Suddenly the dogs start barking. Everyone goes to the window to see who is visiting. Two cars drive up, honking, spilling out two large ladies and two men. Hellos and laughter clatter into the room, the screen door flapping behind them. One beefy man with a big stomach bellows, “Hello, Mama. What’re ya doin’ sittin’ round on your can?”

“Oh, pshaw, you know better’n to talk like that,” Blanche says, a smile coming to her lips.

“Hal, how’re ya doin’?” Edith says, then whispers to me, “This’s Hal, my brother.”

“Just about great,” he answers Edith, then his eyes find me. “And don’t you forget it, little lady. Lookit you, you’ve grow’d up.” Hal wraps his beefy arms around me and squeezes.

“This is Grace and Stan, remember? Grace is our sis.”

“Call me Aunt Grace. Hi there, little Linda.” Her face is wreathed in smiles and her eyes beam warmly at me. Her large body envelops me for a moment. She smells like flowers.

“Lula, what the hell have ya been doin’. Haven’t seen ya for a while.” As Hal towers over her, Gram puts her head on his shoulder. “Any more trips on them boats? Any new husbands?”

Color rises in Gram’s cheeks. “I’m taking care of Linda, making sure she gets a good education.”

“Book learnin’s all right, long as ya don’t fergit how to act,” Blanche says as she lays out plates and silverware.

The dogs bark again, and the screen door flaps. In comes a very round woman, her stomach jutting out in front of her, a cigarette hanging in the corner of her mouth. She wears a plaid dress and flat, floppy shoes. Her big grin makes me like her right away.

“Lula, how the hell are ya?” She grabs Gram’s neck in the crook of her elbow.

“Celia, you’re a sight for sore eyes.” Gram’s voice sounds more like theirs now; her fancy self is fading.

“Is this the little tyke, Linda? Get over here and give your old aunt a hug. Lula, you don’t fancy her up too much, do ya?”

“Sure she does.” Grace flicks Celia with the dish towel.

Celia wraps her arms around me tight, pats me, and leans down to look in my face. “Yeah, you’re Josephine’s all right. How is that girl anyway?”

“Lula could pass for Linda’s mom instead of her grandmother,” says Grace.

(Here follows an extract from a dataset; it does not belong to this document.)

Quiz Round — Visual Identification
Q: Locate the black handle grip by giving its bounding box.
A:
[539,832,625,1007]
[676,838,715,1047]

“What about Jo’tine, Lula?” asks Margaret, putting out homemade bread-and-butter pickles.

“They had a fight on the phone last week,” I chime in.

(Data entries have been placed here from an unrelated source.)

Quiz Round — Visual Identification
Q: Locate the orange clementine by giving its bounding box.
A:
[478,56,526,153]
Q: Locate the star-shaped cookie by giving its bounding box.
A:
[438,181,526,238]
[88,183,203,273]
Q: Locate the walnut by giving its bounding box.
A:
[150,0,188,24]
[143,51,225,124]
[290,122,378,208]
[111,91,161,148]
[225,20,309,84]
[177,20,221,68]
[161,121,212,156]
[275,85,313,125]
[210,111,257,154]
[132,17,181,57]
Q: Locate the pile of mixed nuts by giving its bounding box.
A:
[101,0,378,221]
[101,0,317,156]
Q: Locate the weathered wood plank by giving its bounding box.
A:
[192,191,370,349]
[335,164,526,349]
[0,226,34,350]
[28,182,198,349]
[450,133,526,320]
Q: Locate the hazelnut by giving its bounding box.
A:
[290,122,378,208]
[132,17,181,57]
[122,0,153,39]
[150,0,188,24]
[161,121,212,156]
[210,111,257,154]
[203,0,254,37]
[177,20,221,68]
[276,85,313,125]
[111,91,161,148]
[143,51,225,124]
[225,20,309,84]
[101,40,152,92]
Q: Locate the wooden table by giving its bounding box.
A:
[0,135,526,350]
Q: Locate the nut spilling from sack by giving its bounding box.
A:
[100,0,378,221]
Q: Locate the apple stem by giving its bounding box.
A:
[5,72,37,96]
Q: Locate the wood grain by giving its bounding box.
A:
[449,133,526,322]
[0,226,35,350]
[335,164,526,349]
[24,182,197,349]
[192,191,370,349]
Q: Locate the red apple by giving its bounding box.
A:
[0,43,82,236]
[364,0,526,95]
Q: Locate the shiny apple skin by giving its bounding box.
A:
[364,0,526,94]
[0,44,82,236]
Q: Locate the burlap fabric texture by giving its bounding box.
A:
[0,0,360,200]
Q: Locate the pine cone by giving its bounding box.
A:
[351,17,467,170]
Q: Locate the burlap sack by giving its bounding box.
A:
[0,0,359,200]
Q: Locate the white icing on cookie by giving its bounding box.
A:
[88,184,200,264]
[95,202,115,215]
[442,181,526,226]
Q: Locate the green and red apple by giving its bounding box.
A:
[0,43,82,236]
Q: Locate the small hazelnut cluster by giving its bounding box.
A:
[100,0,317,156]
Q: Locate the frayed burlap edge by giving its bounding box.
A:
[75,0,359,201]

“Get over here,” Gram hisses between her teeth, grabbing my arm and hauling me into the living room. Sparks seems to fly from her eyes and her fingers grip my arm hard.

“Don’t you dare talk about our business in front of strangers.”

“They’re your brothers and sisters…” I protest meekly.

“What happens in our house is not for anyone else to know. Do you understand?” I don’t understand, but I nod, wanting to hide in shame. I slink back to the kitchen, my cheeks burning. Grace gives me a friendly look and tells me to follow her. She gestures toward a bushel of apples and two wooden chairs in the room off the kitchen. “Sit down and help me peel these apples.” She hands me a paring knife.

“I have grandchildren, too,” Grace says. Her brown eyes are huge behind her thick glasses. “You put the blade of the knife into the skin like this.” She rotates the apple so the peel comes off in a single long curl.

“I can’t do it,” I mutter. My apple is in pieces. Gram’s recent scolding has me burning with shame.

Grace’s voice is soothing. “That’s all right. Just watch me. It’s nice when the peel comes off in one curl, but don’t worry. You’ll learn.” Her eyes tell me more than her words. After a little practice, I learn to peel two apples her way, with a whole peeling curling into the bowl. She tells me that I’m a quick learner.

At the table, they all joke and talk about the weather, the price of hogs on the market, the rain. I love the easy flow of conversation, elbows poked in ribs. All the adults defer respectfully to Blanche. After dinner, my aunts and Blanche stay in the kitchen, flicking each other with dish towels and telling dirty jokes out of the sides of their mouths. I love the fresh smell of soap, the slow, soft way they talk, the comfortable way they touch each other. Here I can be a kid, with more than enough mothers to teach me the ways of the farm that Gram left so long ago.